David had developed an empirical theory to model the air, solvent,
Compton & acoustic contributions and correct the integrated data for
these, without background correction of course since the optic DS
background was ultimately to be our data!
...

Hi Ian, did David publish this theory somewhere? I'd love to get a reference.




I'm genuinely confused by this because I thought the whole point of
modern focusing optics (or at least the confocal mirror design) is to
focus the beam onto (or close to) the sample, in which case
wouldn't the
photons diverge from the 'virtual source' (actually a real
image of the
real source) at the crystal, instead of from the real source?

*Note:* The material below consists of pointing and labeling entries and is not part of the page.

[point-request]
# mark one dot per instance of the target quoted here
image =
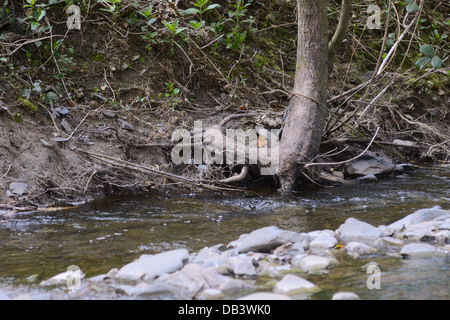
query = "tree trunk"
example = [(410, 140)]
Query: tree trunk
[(306, 115)]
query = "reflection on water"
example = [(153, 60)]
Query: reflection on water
[(110, 233)]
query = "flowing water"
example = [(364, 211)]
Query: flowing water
[(101, 235)]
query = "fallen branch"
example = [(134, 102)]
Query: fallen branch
[(154, 172), (238, 177), (346, 161)]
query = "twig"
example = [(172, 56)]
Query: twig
[(241, 176), (235, 116), (346, 161), (145, 170)]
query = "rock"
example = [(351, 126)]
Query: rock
[(445, 226), (385, 241), (62, 111), (419, 216), (311, 263), (193, 278), (66, 126), (210, 294), (154, 290), (338, 174), (4, 296), (109, 114), (368, 178), (422, 250), (154, 265), (63, 278), (355, 230), (268, 269), (265, 296), (267, 238), (355, 249), (289, 249), (211, 258), (322, 243), (417, 234), (243, 265), (234, 285), (18, 188), (403, 143), (125, 125), (292, 284), (345, 296), (369, 163)]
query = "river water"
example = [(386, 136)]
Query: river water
[(104, 234)]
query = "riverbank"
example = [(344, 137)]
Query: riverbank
[(268, 263)]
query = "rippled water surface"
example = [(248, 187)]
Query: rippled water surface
[(110, 233)]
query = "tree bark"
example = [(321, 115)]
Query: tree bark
[(306, 115)]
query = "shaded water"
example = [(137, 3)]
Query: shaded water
[(105, 234)]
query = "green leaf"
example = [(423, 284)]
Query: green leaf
[(18, 117), (422, 62), (436, 62), (412, 7), (152, 21), (35, 25), (191, 11), (212, 6), (427, 49)]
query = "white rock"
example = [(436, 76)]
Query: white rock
[(385, 241), (322, 243), (212, 294), (67, 277), (265, 296), (417, 234), (209, 258), (154, 290), (419, 216), (355, 230), (3, 296), (311, 263), (292, 284), (422, 250), (268, 269), (234, 285), (242, 265), (154, 265), (445, 226), (355, 249), (267, 238), (192, 278), (345, 296), (317, 233)]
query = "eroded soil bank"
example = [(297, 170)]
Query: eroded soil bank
[(118, 98)]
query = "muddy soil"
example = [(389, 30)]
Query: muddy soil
[(118, 103)]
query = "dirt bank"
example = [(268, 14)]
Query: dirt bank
[(107, 93)]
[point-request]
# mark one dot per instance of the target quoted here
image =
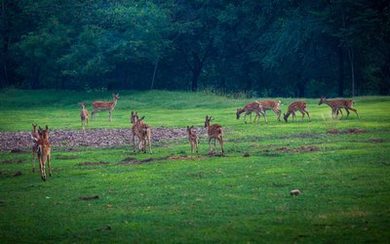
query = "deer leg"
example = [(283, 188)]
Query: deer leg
[(49, 163), (303, 114), (150, 145), (42, 167), (307, 114), (34, 155), (354, 110), (220, 140), (210, 143)]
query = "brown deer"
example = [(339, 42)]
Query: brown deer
[(84, 116), (44, 151), (142, 131), (296, 106), (99, 106), (249, 108), (271, 105), (193, 139), (337, 104), (35, 137), (215, 132)]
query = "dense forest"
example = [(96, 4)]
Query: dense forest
[(291, 48)]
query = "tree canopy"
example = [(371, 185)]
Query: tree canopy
[(266, 48)]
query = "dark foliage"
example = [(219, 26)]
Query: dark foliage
[(263, 47)]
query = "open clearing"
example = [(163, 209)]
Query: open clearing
[(101, 191)]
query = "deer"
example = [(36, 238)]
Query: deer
[(142, 131), (84, 116), (193, 139), (44, 151), (214, 132), (337, 104), (296, 106), (35, 137), (249, 108), (271, 105), (99, 106)]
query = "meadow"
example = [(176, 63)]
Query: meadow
[(341, 166)]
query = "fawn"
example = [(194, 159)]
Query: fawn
[(296, 106), (193, 139), (215, 132), (249, 108), (84, 116)]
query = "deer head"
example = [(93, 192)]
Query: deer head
[(207, 121), (322, 100), (115, 96)]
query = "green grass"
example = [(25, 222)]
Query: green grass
[(345, 183)]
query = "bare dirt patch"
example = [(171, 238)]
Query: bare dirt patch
[(20, 142), (66, 157), (376, 140), (11, 161), (93, 163), (89, 198), (300, 149), (346, 131)]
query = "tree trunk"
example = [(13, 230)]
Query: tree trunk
[(341, 73)]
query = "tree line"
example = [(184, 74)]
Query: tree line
[(262, 47)]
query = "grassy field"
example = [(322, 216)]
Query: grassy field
[(179, 197)]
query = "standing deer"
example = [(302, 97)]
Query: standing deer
[(296, 106), (142, 131), (35, 137), (249, 108), (193, 139), (271, 105), (215, 132), (44, 151), (337, 104), (84, 116), (99, 106)]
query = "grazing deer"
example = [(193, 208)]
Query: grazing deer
[(193, 139), (142, 131), (84, 116), (271, 105), (44, 151), (215, 132), (249, 108), (99, 106), (35, 137), (296, 106), (337, 104)]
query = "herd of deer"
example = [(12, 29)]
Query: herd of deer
[(142, 133)]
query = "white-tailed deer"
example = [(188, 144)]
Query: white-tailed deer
[(84, 116), (255, 107), (193, 139), (271, 105), (35, 138), (99, 106), (296, 106), (337, 104), (214, 131), (44, 151), (142, 131)]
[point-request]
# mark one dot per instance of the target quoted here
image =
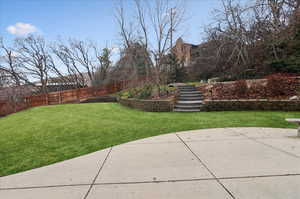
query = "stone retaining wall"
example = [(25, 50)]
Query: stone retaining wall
[(245, 105), (149, 105)]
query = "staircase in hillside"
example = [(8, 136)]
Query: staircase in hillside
[(190, 100)]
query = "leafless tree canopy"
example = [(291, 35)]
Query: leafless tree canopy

So then
Bragg spots (and therefore also the acoustic DS) should
diverge from the
position of this virtual source?

Cheers

-- Ian



This does seem confusing now. Here at CHESS, focus is either at the collimator (just upstream of the sample), or, in the case of capillaries, on the sample. In rare cases, on the detector. True, the focal spot would be a virtual source and, if the spot is reflected by an ideal crystal, that wouldn't change anything. But it is a very well collimated source even though it is slightly divergent (by a few mrad at most) ... this is in contrast to background scatter where photons are emitted in the whole q range (assuming it is "that kind" of scatter). So maybe it is more accurate to say Bragg reflections and background scatter are two rather different kinds of sources located at the crystal.

Pardon my ignorance, but how can lattice phonons be a significant effect at low temperature? I presume the correlated displacements you refer to must be phonon modes frozen in place to create static disorder or something like that ... or perhaps stuff is moving more than I think at 100 K.